The Omron FP-3000 digital fuzzy processor is a sixty four pin integrated circuit that can perform one complete fuzzy inference in 0.65 millisecond for 5 inputs, 2 outputs, and 20 rules at a 24 MHz operating frequency. In this implementation, inputs to the digital fuzzy processor are processed in parallel. For each input, rule evaluation is performed sequentially until all rules have been evaluated. Defuzzification is performed using either a center of gravity technique or a max-height technique. These techniques are well-known in the data processing art and will not be discussed in detail herein.
The VLSI fuzzy logic controller designed by Watanabe is an eighty four pin integrated circuit which can perform 580 inferences per millisecond for 102 rules operating at 36 MHz clock frequency. This fuzzy chip consists of a host interface, a fuzzifier, an inference engine, and a defuzzifier. A three stage pipeline is used to increase inference speed from input fuzzifier to defuzzifier.
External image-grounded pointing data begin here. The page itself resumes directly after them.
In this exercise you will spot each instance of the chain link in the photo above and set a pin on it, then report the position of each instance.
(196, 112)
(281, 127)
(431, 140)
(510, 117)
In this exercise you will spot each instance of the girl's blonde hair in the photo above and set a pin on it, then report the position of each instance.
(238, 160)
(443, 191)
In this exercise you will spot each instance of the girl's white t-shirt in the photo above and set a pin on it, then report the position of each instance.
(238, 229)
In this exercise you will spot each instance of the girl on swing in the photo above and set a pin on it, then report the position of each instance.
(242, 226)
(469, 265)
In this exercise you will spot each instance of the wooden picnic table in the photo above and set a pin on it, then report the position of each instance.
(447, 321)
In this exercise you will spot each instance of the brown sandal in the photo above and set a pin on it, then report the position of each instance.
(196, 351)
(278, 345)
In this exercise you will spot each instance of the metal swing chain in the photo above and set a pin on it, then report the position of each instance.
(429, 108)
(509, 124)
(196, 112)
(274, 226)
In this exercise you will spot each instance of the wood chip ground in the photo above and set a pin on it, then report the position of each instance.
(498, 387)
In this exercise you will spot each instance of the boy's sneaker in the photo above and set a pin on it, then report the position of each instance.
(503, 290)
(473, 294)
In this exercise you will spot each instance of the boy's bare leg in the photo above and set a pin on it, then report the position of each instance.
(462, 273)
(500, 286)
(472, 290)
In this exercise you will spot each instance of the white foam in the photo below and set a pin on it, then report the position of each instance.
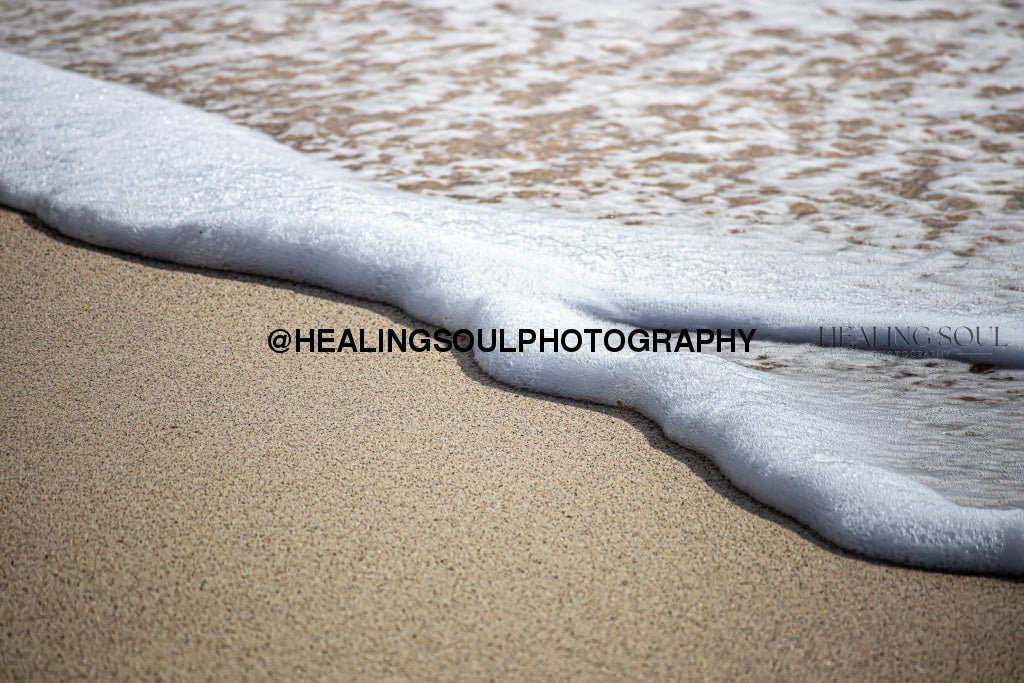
(123, 169)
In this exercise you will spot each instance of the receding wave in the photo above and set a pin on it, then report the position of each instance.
(123, 169)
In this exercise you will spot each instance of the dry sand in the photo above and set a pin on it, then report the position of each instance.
(176, 501)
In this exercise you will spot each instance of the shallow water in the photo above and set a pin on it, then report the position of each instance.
(842, 164)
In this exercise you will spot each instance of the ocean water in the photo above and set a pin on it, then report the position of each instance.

The host interface is used to download rules into memory at a starting time and then dynamically between inference operations. The fuzzifier consists of a large counter-addressed RAM (random access memory) which stores the values of membership functions. Each membership function uses 32 bytes (64 by 4 bits) of RAM. During operation, the inputs are sampled every 64 clock cycles and used as starting addresses containing membership values. Only one membership value is presented to the inference engine for rule evaluation at a time. MIN and MAX operations are performed once all membership values have been provided to the rule block. Defuzzification provides a result of the rule evaluation operation to an external system.
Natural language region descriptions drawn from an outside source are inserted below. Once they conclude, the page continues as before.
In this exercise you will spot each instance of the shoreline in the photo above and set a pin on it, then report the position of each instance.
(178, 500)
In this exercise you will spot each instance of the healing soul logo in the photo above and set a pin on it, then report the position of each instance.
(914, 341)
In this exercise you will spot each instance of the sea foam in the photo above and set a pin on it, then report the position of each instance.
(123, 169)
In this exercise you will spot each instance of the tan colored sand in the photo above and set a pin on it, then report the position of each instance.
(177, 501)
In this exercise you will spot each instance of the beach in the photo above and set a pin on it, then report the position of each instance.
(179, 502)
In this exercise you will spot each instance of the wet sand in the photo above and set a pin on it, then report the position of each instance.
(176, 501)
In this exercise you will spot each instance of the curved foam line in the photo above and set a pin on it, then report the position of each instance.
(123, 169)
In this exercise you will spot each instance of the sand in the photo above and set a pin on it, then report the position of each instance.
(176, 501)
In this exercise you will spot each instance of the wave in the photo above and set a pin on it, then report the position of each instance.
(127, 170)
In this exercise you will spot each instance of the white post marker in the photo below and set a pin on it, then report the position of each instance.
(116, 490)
Software implementations of fuzzy logic inference engines such as the Aptronix's FIDE package compile rules and membership functions for use in various general purpose microcontrollers. In the FIDE implementation, the type of microcontroller chosen will determine the number of rules, the shapes and resolution of membership functions, and the number of inputs and outputs. Since all inference operations are done sequentially, inference time will increase when rules or membership functions are added. For a typical 8-bit microcontroller, calculating the membership value of one fuzzy input for one membership function takes eighty-eight CPU (central processing unit) timing cycles. At a 4 MHz bus speed, fuzzification time for a two input system with seven membership functions per input requires over 300 microseconds to execute each rule.
Perhaps the biggest drawback of the prior art systems described above is the inference speed. The purely software implementation of the fuzzy logic inference engine performs most slowly since it does not exploit any parallel processing features which normally exist in fuzzy logic inference engines. The two hardware implementations of fuzzy logic inference engines by Omron and Watanabe do take advantage of parallel processing to some extent. The architecture of both the Omron and Watanabe implementations require circuits which are shared among the input fuzzification and the rule evaluation blocks. Therefore, all signal paths which go through the common circuitry must be serialized and will, therefore, take more time to perform a fuzzy inference operation. Watanabe partially overcame this throughput problem through the use of pipelining. Inference speed for all three systems is dependent on the number of inputs, the number of rules, and the number of membership functions. As the system increases in size and complexity, the inference time slows down.